At the high priest’s house, Peter drew close to the fire in the courtyard and sat among the people there. Accusations and denials followed. Wanting to be close to Jesus, Peter had placed himself in a vulnerable position. After the third denial, as Jesus had foretold, a rooster crowed. Peter had fallen hard!
But let’s focus on the Lord’s look. It’s deliberate: “the Lord turned and looked straight at Peter.” But did his eyes condemn Peter? I don’t think so. Jesus knew Peter’s daring and impetuous nature, just as he knows us. We want to do right, but we mess up. We often deny Jesus also by making promises and then breaking them without thinking. Jesus’ eyes on Peter would have shown hurt, but also love and compassion.

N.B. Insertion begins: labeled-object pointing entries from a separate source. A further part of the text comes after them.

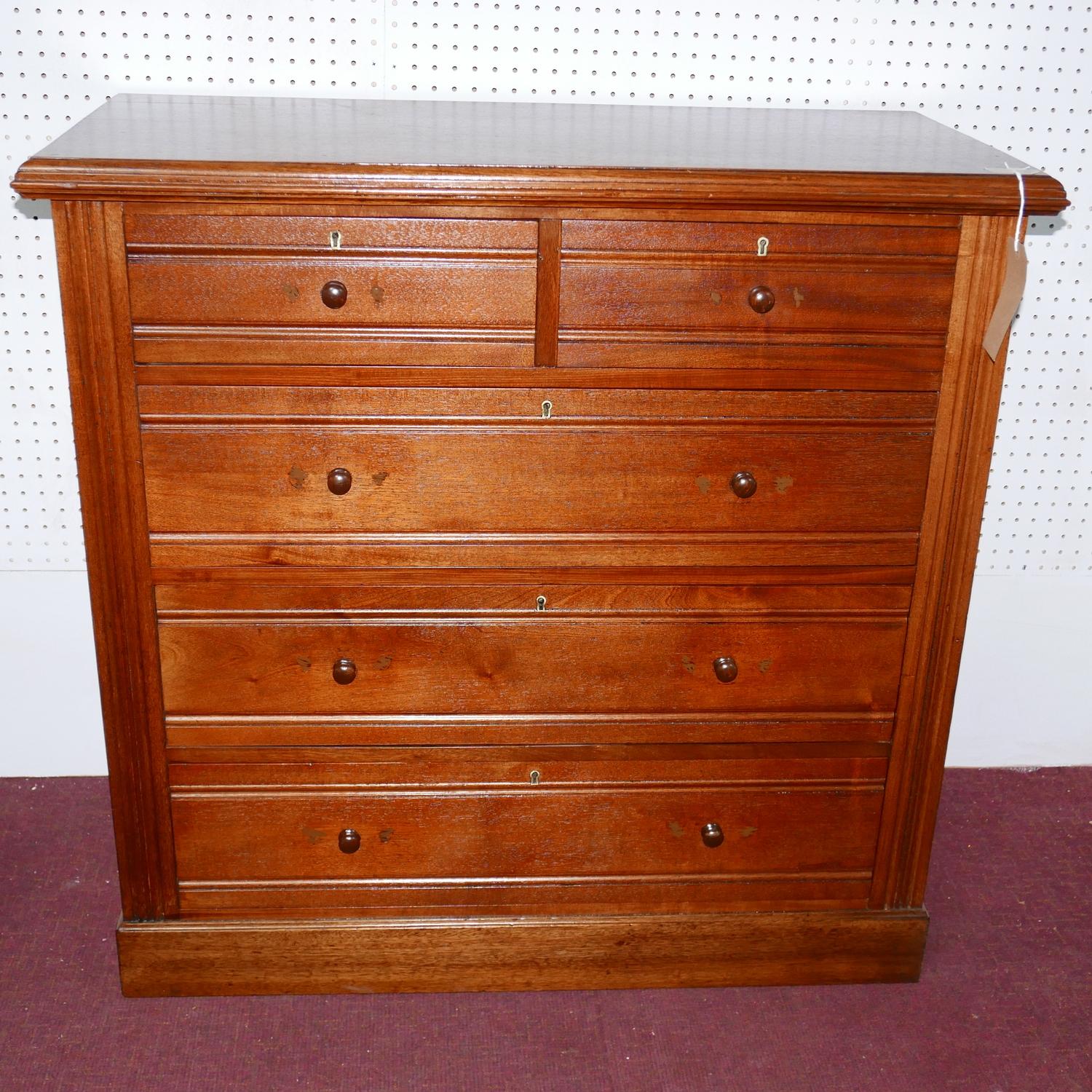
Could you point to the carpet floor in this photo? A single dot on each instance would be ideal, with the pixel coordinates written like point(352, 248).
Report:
point(1005, 1002)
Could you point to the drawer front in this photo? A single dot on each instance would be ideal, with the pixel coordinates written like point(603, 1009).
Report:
point(542, 665)
point(625, 829)
point(546, 478)
point(373, 294)
point(151, 232)
point(933, 237)
point(347, 290)
point(753, 298)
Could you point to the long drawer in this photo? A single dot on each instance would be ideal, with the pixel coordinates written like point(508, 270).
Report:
point(543, 664)
point(552, 478)
point(395, 823)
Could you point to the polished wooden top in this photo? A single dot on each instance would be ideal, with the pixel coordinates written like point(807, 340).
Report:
point(296, 148)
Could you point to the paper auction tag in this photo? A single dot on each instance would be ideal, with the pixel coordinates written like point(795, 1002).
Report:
point(1008, 301)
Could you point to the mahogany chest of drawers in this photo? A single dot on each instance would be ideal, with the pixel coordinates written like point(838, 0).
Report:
point(530, 546)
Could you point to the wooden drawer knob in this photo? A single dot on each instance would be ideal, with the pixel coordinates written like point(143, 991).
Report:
point(339, 482)
point(349, 841)
point(760, 299)
point(725, 668)
point(744, 484)
point(334, 295)
point(344, 672)
point(712, 834)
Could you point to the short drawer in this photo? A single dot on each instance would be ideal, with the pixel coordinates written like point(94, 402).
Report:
point(365, 293)
point(305, 290)
point(546, 664)
point(572, 823)
point(933, 236)
point(699, 295)
point(152, 232)
point(756, 299)
point(541, 476)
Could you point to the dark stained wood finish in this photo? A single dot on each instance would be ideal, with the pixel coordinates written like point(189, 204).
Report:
point(530, 545)
point(381, 293)
point(491, 594)
point(548, 478)
point(548, 286)
point(576, 952)
point(517, 666)
point(269, 553)
point(767, 296)
point(151, 231)
point(104, 413)
point(232, 836)
point(248, 735)
point(167, 146)
point(742, 240)
point(360, 404)
point(951, 524)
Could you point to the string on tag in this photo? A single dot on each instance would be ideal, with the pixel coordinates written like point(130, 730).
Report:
point(1016, 234)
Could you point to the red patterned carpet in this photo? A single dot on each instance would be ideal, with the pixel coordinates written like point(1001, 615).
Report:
point(1005, 1002)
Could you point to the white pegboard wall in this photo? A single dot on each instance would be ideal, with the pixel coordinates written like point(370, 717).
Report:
point(1013, 74)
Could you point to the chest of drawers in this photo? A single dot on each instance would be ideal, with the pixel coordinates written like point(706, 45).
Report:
point(530, 546)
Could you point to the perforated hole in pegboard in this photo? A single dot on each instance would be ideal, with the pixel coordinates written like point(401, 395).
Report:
point(1013, 74)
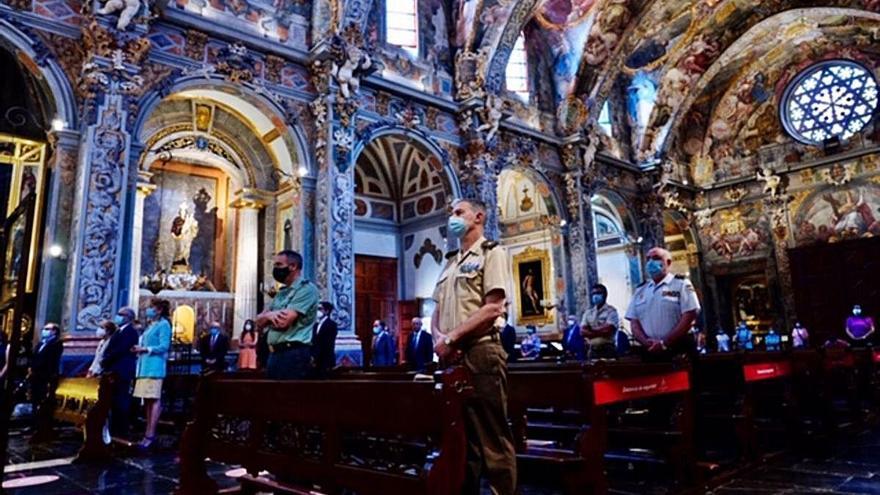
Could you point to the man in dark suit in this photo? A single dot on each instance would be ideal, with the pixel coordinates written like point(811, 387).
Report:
point(45, 364)
point(213, 347)
point(121, 362)
point(324, 340)
point(420, 349)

The Lord’s look was the look of God’s redeeming, restoring love. Peter had fallen, but Jesus also looked and found him. He’s still doing the same with us.
At another fireside later, Jesus met with Peter again and asked three times, “Do you love me?” (John 21:4-17). Then he restored Peter to a life of service. He still does that with us too!
Lord Jesus, thank you for your look of love for Peter and for restoring him later. Help us to know the extent of your love today. In your name, Amen.